Coral brickscape
I’m a coral nerd and an unrepentant adult fan of LEGO bricks, so I figured why not attempt a completely instruction-free build of a squishy, curvaceous reef out of hard plastic 90° angles.
Certainly I get the irony of making a model of corals from non-biodegradable plastics, but maybe that’s the point (and part of the point of keeping a huge tank of actual corals): the need to create a microcosm of something that’s rapidly disappearing seems more urgent, even if it’s only a creative pastime.
And what a pastime it was. Early on in my musings of how to do this I realized there was no way I could find the bricks I thought I needed just sorting through the 100,000+ loose bricks in the dozens of tubs and bags they were randomly collected in. This launched an effort at organization and general de-crufting that deferred the actual reef project for months.
The sorting itself was, in a way, part of the design process.
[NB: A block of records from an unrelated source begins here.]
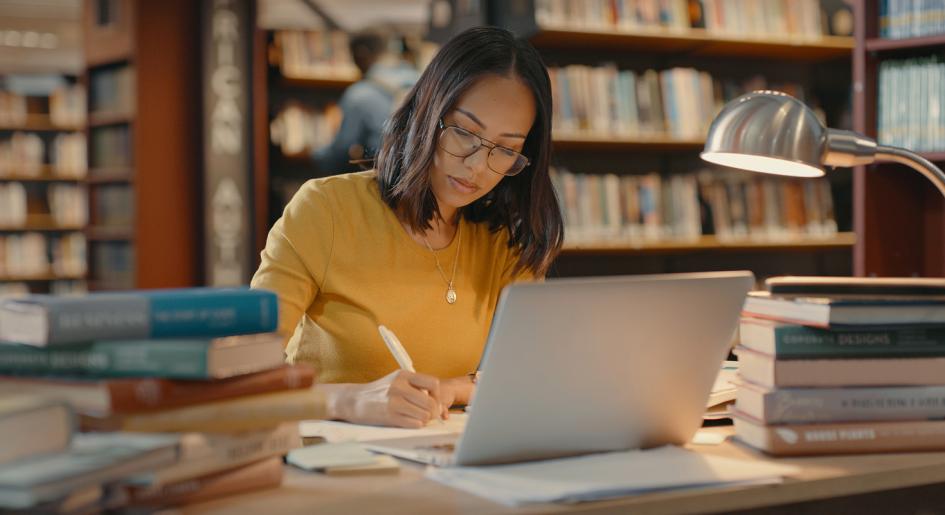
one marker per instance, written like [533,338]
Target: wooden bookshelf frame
[164,178]
[898,215]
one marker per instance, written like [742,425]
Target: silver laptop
[577,366]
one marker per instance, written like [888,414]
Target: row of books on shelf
[298,129]
[677,102]
[732,205]
[114,206]
[920,124]
[24,155]
[899,19]
[58,287]
[66,107]
[35,255]
[118,259]
[67,204]
[177,396]
[112,90]
[843,365]
[111,147]
[734,18]
[314,54]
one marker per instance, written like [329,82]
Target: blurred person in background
[368,104]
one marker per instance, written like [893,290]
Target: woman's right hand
[401,399]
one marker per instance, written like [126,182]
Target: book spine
[801,341]
[850,438]
[184,313]
[135,396]
[262,474]
[176,360]
[245,414]
[804,405]
[208,454]
[212,312]
[105,316]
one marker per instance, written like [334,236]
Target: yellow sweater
[341,256]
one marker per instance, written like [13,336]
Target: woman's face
[498,109]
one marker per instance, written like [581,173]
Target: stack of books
[200,366]
[843,365]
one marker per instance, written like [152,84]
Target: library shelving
[583,38]
[42,198]
[899,217]
[142,73]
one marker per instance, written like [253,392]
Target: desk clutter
[144,400]
[843,365]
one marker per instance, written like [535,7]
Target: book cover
[793,341]
[807,405]
[173,358]
[262,474]
[209,453]
[122,396]
[243,414]
[831,311]
[765,370]
[92,459]
[178,313]
[41,425]
[841,438]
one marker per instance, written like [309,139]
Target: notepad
[605,476]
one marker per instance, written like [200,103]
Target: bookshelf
[297,89]
[142,73]
[43,202]
[898,215]
[579,40]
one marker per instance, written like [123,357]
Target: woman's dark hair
[525,204]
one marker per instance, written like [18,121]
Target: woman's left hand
[456,390]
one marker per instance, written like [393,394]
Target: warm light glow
[762,164]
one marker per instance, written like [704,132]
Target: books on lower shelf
[762,19]
[298,130]
[221,431]
[899,19]
[871,381]
[917,125]
[314,54]
[677,103]
[682,207]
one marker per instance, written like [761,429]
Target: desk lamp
[772,132]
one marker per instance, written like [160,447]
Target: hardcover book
[179,313]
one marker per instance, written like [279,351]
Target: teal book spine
[172,359]
[801,342]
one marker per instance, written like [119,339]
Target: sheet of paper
[333,431]
[603,476]
[326,455]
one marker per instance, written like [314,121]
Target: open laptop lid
[574,366]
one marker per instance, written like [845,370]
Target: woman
[459,205]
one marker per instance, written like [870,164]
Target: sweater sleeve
[298,250]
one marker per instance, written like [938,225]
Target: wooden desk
[823,479]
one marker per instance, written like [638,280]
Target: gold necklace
[450,292]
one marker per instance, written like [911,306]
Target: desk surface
[409,492]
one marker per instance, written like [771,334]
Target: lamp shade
[769,132]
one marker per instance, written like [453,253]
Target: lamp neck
[915,161]
[847,149]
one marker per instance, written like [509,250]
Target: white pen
[399,352]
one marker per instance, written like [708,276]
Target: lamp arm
[915,161]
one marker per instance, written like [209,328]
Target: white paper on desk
[333,431]
[603,476]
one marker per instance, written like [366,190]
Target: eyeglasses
[459,142]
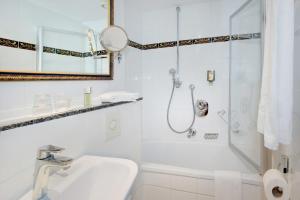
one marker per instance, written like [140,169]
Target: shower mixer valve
[192,132]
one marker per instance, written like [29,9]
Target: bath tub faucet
[47,162]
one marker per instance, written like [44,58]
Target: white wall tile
[157,193]
[184,184]
[179,195]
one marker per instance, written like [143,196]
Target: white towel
[228,185]
[118,96]
[276,101]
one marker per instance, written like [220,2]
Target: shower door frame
[261,167]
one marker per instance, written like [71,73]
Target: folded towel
[118,96]
[228,185]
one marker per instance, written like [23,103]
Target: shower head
[192,86]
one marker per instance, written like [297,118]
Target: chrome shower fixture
[175,78]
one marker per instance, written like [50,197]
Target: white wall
[160,144]
[295,153]
[80,134]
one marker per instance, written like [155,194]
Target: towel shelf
[53,116]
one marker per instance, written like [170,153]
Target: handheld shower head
[172,71]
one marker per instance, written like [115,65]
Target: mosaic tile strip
[61,115]
[49,50]
[32,47]
[135,45]
[9,43]
[201,41]
[27,46]
[87,54]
Touching every single brick we own (in every possible orientation, decontextualized from its originally-intended purpose) gave me a millisecond per brick to consider how it might be used to simulate the crazy shapes that reefs take.
And that was the real challenge; there’s nothing rectilinear about coral. If it isn’t a swaying mass of tentacles, polyps, and pulsing mouths it’s a bleached Iron Throne of jagged, fractal CaCO3. I took a lot of inspiration from techniques for making botanical models (plants, flowers, etc) but also from the advanced facade decorations included in LEGO modular architecture sets. Basically, I catalogued as many of the ways of getting bricks to assume odd or semi-random angles while still being affixed to one another. Didn’t hurt that I could just stare at my own tank of beasties for inspiration when I got stuck.
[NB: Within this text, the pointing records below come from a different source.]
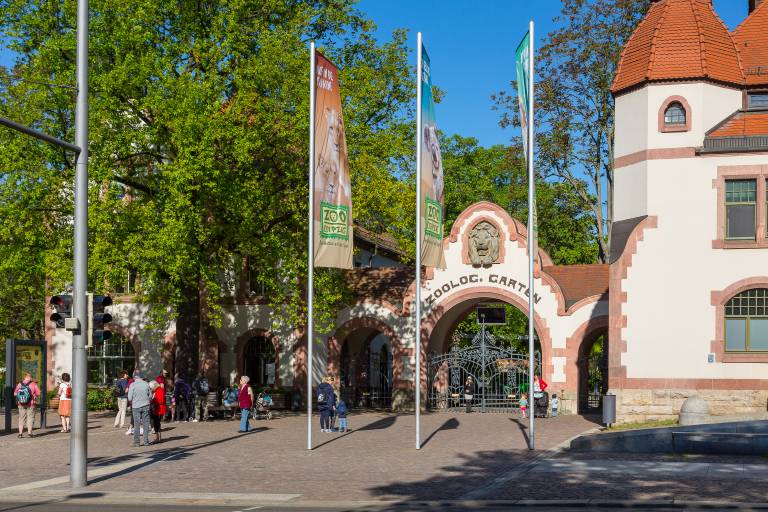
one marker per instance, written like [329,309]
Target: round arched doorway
[260,361]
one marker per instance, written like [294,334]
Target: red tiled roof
[743,124]
[679,40]
[752,43]
[380,283]
[579,281]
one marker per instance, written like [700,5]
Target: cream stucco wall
[670,318]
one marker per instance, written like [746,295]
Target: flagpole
[311,240]
[531,239]
[417,336]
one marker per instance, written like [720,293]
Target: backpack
[24,396]
[119,390]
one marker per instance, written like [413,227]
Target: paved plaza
[476,457]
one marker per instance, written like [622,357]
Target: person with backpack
[121,394]
[245,400]
[183,393]
[27,393]
[201,388]
[140,396]
[65,401]
[326,401]
[342,412]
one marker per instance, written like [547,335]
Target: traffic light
[63,306]
[97,319]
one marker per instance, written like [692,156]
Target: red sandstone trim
[245,338]
[741,172]
[465,239]
[438,311]
[665,128]
[337,338]
[653,154]
[617,373]
[715,384]
[718,299]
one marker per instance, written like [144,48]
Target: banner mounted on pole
[430,175]
[332,207]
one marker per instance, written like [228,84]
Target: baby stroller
[540,404]
[261,409]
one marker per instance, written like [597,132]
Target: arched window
[674,115]
[746,321]
[259,361]
[107,360]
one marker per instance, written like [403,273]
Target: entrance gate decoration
[500,375]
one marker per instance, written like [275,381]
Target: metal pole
[417,335]
[79,440]
[531,247]
[311,242]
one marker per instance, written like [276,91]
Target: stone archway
[242,348]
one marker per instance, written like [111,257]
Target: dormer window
[757,100]
[674,115]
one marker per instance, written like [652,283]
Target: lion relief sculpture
[483,244]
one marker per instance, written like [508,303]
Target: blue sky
[471,45]
[471,48]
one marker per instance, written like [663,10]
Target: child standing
[341,411]
[65,401]
[523,405]
[555,405]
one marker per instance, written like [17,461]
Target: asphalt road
[79,506]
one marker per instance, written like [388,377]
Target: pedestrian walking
[326,401]
[201,389]
[555,405]
[140,396]
[121,395]
[469,393]
[157,407]
[245,400]
[183,394]
[65,402]
[342,412]
[27,393]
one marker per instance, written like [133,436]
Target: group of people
[331,407]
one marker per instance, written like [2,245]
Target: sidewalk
[464,457]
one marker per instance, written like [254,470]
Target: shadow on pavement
[450,424]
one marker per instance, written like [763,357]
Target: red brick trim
[663,127]
[741,172]
[245,338]
[653,154]
[617,372]
[718,299]
[486,292]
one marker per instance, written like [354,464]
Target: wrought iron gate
[499,374]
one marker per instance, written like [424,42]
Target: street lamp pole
[78,472]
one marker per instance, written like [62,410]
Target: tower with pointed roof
[689,247]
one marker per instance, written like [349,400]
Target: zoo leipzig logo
[334,221]
[508,282]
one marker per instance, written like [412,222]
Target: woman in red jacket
[157,407]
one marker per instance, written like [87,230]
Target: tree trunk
[188,334]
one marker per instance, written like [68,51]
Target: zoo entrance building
[683,303]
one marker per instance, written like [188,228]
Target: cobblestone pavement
[476,456]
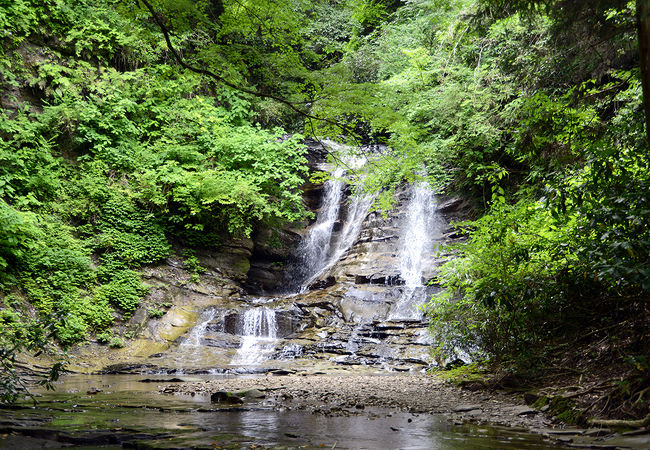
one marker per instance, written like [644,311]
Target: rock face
[350,313]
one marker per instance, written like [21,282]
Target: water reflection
[128,410]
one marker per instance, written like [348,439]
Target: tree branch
[175,53]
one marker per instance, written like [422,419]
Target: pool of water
[128,413]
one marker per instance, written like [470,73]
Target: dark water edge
[131,414]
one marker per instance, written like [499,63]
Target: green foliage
[155,313]
[463,374]
[20,335]
[508,281]
[115,152]
[104,337]
[116,342]
[124,290]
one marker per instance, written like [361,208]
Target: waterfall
[321,249]
[416,244]
[259,331]
[313,252]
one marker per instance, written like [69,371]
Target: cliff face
[344,317]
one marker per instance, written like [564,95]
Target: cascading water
[321,249]
[314,250]
[192,345]
[416,245]
[259,330]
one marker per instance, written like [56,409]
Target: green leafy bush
[124,290]
[116,342]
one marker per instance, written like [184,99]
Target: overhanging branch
[179,59]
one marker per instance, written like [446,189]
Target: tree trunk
[643,27]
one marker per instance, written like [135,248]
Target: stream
[130,413]
[350,301]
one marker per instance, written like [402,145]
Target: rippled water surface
[132,414]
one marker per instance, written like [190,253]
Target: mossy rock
[564,409]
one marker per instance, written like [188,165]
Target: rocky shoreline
[349,394]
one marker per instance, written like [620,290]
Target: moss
[564,409]
[462,375]
[540,402]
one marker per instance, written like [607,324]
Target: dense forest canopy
[131,127]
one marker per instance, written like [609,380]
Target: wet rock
[597,432]
[225,397]
[465,408]
[322,284]
[159,380]
[254,394]
[523,410]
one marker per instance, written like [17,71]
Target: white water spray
[259,337]
[420,224]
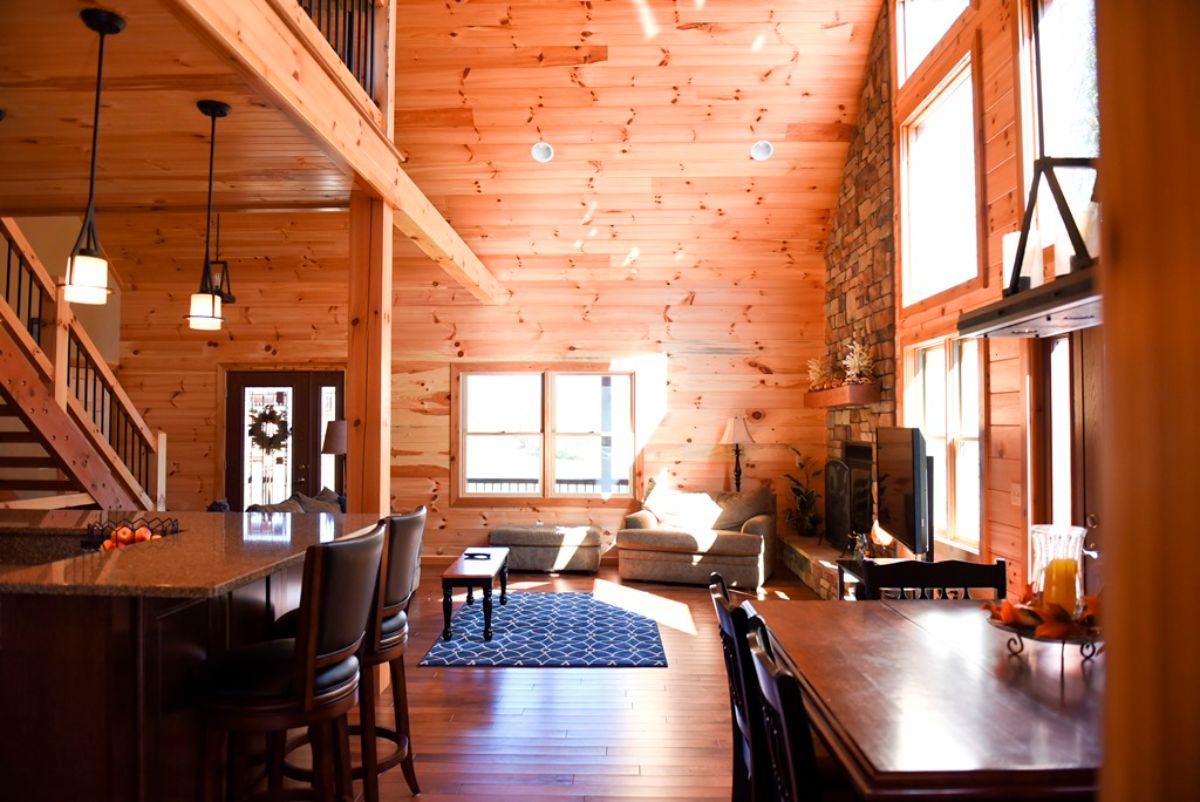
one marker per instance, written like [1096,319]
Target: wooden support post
[385,65]
[57,346]
[1147,66]
[160,474]
[369,359]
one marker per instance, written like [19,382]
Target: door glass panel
[267,476]
[328,412]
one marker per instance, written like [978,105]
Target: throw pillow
[685,510]
[310,504]
[737,508]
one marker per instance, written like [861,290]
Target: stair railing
[84,385]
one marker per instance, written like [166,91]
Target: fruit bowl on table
[1033,620]
[112,536]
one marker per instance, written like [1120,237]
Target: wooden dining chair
[307,681]
[750,759]
[917,579]
[792,758]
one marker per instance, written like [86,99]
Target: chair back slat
[918,579]
[341,584]
[793,765]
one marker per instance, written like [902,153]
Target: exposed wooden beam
[369,361]
[294,73]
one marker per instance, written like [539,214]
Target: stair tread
[37,484]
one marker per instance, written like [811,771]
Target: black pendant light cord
[88,239]
[207,275]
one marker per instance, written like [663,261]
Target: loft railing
[527,486]
[349,28]
[84,384]
[24,294]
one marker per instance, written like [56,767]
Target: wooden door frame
[221,435]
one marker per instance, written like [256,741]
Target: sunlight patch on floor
[665,611]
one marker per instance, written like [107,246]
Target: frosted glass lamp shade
[736,432]
[204,312]
[87,280]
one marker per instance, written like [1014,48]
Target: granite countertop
[213,554]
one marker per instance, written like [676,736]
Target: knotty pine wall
[708,343]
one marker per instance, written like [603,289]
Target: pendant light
[87,280]
[204,311]
[220,270]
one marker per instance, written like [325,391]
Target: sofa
[683,537]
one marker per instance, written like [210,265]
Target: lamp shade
[87,281]
[335,437]
[736,432]
[204,312]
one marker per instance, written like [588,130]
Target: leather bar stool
[387,635]
[310,680]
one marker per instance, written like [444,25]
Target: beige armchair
[685,537]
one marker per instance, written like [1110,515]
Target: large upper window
[945,405]
[919,27]
[1071,121]
[939,228]
[546,434]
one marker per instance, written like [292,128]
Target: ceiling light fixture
[87,279]
[204,311]
[220,270]
[762,150]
There is an actual LEGO coral brick, but I ended up not using it much as it’s really a distillation of what we generically think coral looks like. In the end it was far more fun to repurpose minifig hairpieces, radar dishes, trumpets, chalices, carrots and ice cream scoops. Mounting all that was mostly an exercise in SNOT (“studs not on top”) design, using nearly every brick made specifically for that purpose and a ton of techniques culled from the LEGO nerdweb.
There’s a lot going on in this ecosystem. The main subdivisions left-to-right are a vibrant reef section, the marine science and bleached reef middle section, and the “all the things on the seafloor” section which includes a shipwreck, hydrothermal vent, and whale fall. Other items include a transoceanic fiber cable (with repair technician attempting to bring broadband to your continent), wreckage from Oceanic Flight 815, Aquaman fighting Black Manta, a couple shy mermaids, the Antikythera Mechanism, a diver as skeletonized as the whale, human trash in the bleached patch (including an actual broken piece of ABS LEGO plastic), and a steampunk Diver Dan. See if you can find them all. (Here’s the full set of photos at Flickr.)
It’s all now mounted on a lower shelf in my home library, part of a larger cityscape and sea. The ocean surface needs a lot of work, but for now I’m going to turn to the relative comfort and trance-like ease of building a set with actual instructions. Freeform and organic is a lot of work, you know?